In U.S. ex rel. Ge v. Takeda Pharm. Co., the First Circuit affirmed the dismissal of claims that the defendant failed to adequately disclose risks of four medicines to the FDA in its adverse event reports.14 The court held that plaintiff did not allege how the alleged misconduct resulted in false claims and stated that aggregate spend data was insufficient because it did not show "that some subset of claims for government payment for the four subject drugs was rendered false as a result of," the alleged misconduct. There was a similar result in U.S. ex rel. Simpson v. Bayer Healthcare, in which plaintiff claimed that the defendant downplayed risks and overstated efficacy of its product to doctors leading them to prescribe more than they would otherwise.15 The Eighth Circuit affirmed dismissal on Rule 9(b) grounds, stating that plaintiff did not show how any claim was fraudulent in and of itself, noting that the fact that the drug was prescribed to a patient for the relevant condition did not show fraud. The Fourth Circuit in U.S. ex rel. Walterspiel v. Bayer AG, 639 Fed. Appx. 164 (4th Cir. 2016), similarly dismissed FCA claims based on allegedly false study data submissions to FDA on Rule 9(b) grounds for failing to identify false claims.16 Although Escobar arguments are important, Rule 9(b) remains an key defense tool particularly where plaintiffs claim that some subgroup of on label prescriptions were medically unnecessary because of risk/benefit discussions with providers.


These cases demonstrate that while plaintiffs may be able to allege misconduct generally, perhaps armed with discovery in a mass tort products case, they will have a difficult time showing that such conduct is material to government payment decisions or finding "false" claims that resulted. Yet, although appellate courts have not been kind to risk minimization FCA claims, they have not dismissed them out-of-hand given the role of the FDA. With the potential for multimillion-dollar recoveries and lower court decisions that have permitted such claims to proceed,17 companies will likely continue to see FCA cases based on concealment or minimization of safety risks or overstatement of benefits, as relators try to open up a new front in their battles against the pharmaceutical and device industry.

Manvin S. Mayell is a partner in the New York office of Arnold & Porter Kaye Scholer LLP and a former federal prosecutor.

Adeel Wahid, a student at The University of Michigan Law School, contributed to this article.


1 Universal Health Servs., Inc. v. United States, 136 S. Ct. 1989 (2016).

2 D'Agostino v. ev3, Inc., 845 F.3d 1, 12 (1st Cir. 2016).

3 Id. at 7 (emphasis in original).

4 Id. at 7.

5 Id. at 8.

6 Buckman Co. v. Plaintiff's Legal Committee, 531 U.S. 341 (2001)

7 Elliot-Lewis v. Abbott Labs, Inc., No. 1:14-cv-13155, 2017 WL 1826627 (D. Mass. May 5, 2017) (dismissing FCA claim alleging false Premarket Approval Application for medical device).
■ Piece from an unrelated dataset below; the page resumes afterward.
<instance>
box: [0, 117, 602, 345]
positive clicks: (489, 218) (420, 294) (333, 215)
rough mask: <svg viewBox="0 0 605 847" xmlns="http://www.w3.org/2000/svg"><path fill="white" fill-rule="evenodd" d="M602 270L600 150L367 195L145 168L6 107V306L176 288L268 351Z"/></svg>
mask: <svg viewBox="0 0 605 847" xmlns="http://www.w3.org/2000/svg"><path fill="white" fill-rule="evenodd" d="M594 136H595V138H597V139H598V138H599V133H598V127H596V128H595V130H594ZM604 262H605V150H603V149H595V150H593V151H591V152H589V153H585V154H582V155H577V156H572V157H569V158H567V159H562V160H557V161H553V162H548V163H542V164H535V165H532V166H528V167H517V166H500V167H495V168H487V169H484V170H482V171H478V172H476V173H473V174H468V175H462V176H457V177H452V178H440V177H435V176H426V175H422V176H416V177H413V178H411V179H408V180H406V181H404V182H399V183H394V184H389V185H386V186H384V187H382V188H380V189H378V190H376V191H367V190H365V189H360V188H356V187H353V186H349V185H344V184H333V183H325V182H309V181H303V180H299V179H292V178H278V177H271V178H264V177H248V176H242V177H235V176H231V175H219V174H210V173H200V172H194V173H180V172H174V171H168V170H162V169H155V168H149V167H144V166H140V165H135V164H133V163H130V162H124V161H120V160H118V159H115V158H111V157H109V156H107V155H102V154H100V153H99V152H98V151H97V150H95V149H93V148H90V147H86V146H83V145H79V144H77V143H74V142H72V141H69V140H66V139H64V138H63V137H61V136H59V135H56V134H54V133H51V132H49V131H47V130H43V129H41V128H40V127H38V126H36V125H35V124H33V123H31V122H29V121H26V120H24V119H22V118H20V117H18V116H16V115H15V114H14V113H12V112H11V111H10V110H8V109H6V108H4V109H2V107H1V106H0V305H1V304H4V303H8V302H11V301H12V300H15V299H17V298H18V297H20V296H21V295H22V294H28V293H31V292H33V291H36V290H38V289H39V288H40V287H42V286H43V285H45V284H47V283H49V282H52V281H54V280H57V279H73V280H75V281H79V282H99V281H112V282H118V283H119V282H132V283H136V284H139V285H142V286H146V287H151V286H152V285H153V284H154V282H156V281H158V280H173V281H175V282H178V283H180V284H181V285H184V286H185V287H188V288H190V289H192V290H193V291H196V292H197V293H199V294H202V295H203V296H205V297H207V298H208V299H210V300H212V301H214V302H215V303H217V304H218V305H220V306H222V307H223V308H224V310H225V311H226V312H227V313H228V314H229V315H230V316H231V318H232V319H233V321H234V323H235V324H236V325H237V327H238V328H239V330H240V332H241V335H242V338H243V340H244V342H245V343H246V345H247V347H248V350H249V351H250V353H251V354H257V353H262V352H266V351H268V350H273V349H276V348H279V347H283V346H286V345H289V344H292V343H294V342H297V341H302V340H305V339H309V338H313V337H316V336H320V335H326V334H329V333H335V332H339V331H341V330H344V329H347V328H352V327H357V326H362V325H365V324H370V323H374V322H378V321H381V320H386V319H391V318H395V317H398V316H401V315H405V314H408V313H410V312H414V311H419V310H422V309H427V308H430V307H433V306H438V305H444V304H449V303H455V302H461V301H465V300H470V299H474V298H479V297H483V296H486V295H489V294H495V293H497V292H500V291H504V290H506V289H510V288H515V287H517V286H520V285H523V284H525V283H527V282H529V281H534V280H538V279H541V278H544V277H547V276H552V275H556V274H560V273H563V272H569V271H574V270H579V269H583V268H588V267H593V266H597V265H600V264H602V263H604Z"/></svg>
8 Brief for the United States of America as Amici Curiae in Support of Neither Party at 26, U.S. ex rel. Petratos v. Genentech, No. 15-3805 (3rd Cir. May 23, 2016).

9 U.S. ex rel. Petratos v. Genentech Inc., 855 F.3d 481, 489 (3d Cir. 2017).

10 Id. at 490.

11 Id. at 494.

12 U.S. ex rel. Brown v. Pfizer, Inc., No. CV 05-6795, 2017 WL 1344365, at *10 (E.D. Pa. Apr. 12, 2017).

13 U.S. v. Johnson & Johnson, Civil Action 12-7758 (D.N.J. May 31, 2017)

14 U.S. ex rel. Ge v. Takeda Pharmaceutical Co., 737 F.3d 116, 129 (1st Cir. 2013).

15 In re Baycol Prod. Litig., 732 F.3d 869, 872 (8th Cir. 2013).

16 U.S. ex rel. Walterspiel v. Bayer AG, 639 F. App'x 164, 169 (4th Cir. 2016).

17 In addition to Brown and J&J, supra, other district courts have denied dismissal motions of concealment of risk data or misrepresentation of benefits. See U.S. ex rel. Krahling v. Merck & Co., 44 F. Supp. 3d 581, 609 (E.D. Pa. 2014).